Brejinho is a municipality in the state of Rio Grande do Norte in the Northeast region of Brazil. With an area of 61.559 km², of which 2.7031 km² is urban, it is located 47 km from Natal, the state capital, and 1,737 km from Brasília, the federal capital. Its population in the 2022 demographic census was 12,202 inhabitants, according to the Brazilian Institute of Geography and Statistics (IBGE), ranking as the 49th most populous municipality in the state of Rio Grande do Norte.

== Geography ==
The territory of Brejinho covers 61.559 km², of which 2.7031 km² constitutes the urban area.

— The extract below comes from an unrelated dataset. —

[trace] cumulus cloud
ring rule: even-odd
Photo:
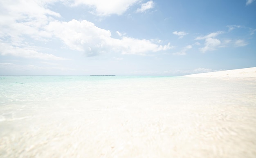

It sits at an average altitude of 144 meters above sea level. Brejinho borders these municipalities: to the north, Monte Alegre and Lagoa de Pedras; to the south, Passagem; to the east, Monte Alegre and Jundiá; and to the west, Lagoa de Pedras and Santo Antônio. The city is located 47 km from the state capital Natal, and 1,737 km from the federal capital Brasília.

Under the territorial division established in 2017 by the Brazilian Institute of Geography and Statistics (IBGE), the municipality belongs to the immediate geographical region of Natal, within the intermediate region of Natal. Previously, under the microregion and mesoregion divisions, it was part of the microregion of Agreste Potiguar in the mesoregion of Agreste Potiguar.

== Demographics ==
In the 2022 census, the municipality had a population of 12,202 inhabitants and ranked 46th in the state that year (out of 167 municipalities), with 50.94% female and 49.06% male, resulting in a sex ratio of 96.30 (9,630 men for every 10,000 women), compared to 11,577 inhabitants in the 2010 census (77.09% living in the urban area), when it held the 50th state position. Between the 2010 and 2022 censuses, the population of Brejinho changed at an annual geometric growth rate of 0.44%. Regarding age group in the 2022 census, 67.37% of the inhabitants were between 15 and 64 years old, 21.66% were under fifteen, and 10.97% were 65 or older. The population density in 2022 was 198.22 inhabitants per square kilometer. There were 4.197 housing units with an average of 2.9 inhabitants per household.

The municipality's Human Development Index (HDI-M) was considered medium, according to data from the United Nations Development Programme (UNDP). According to the 2010 report published in 2013, its value was 0.592, ranking 137th in the state and 4,590th nationally (out of 5,565 municipalities), and the Gini coefficient rose from 0.4 in 2003 to 0.5 in 2010. Considering only the longevity index, its value is 0.722, the income index is 0.585, and the education index is 0.492.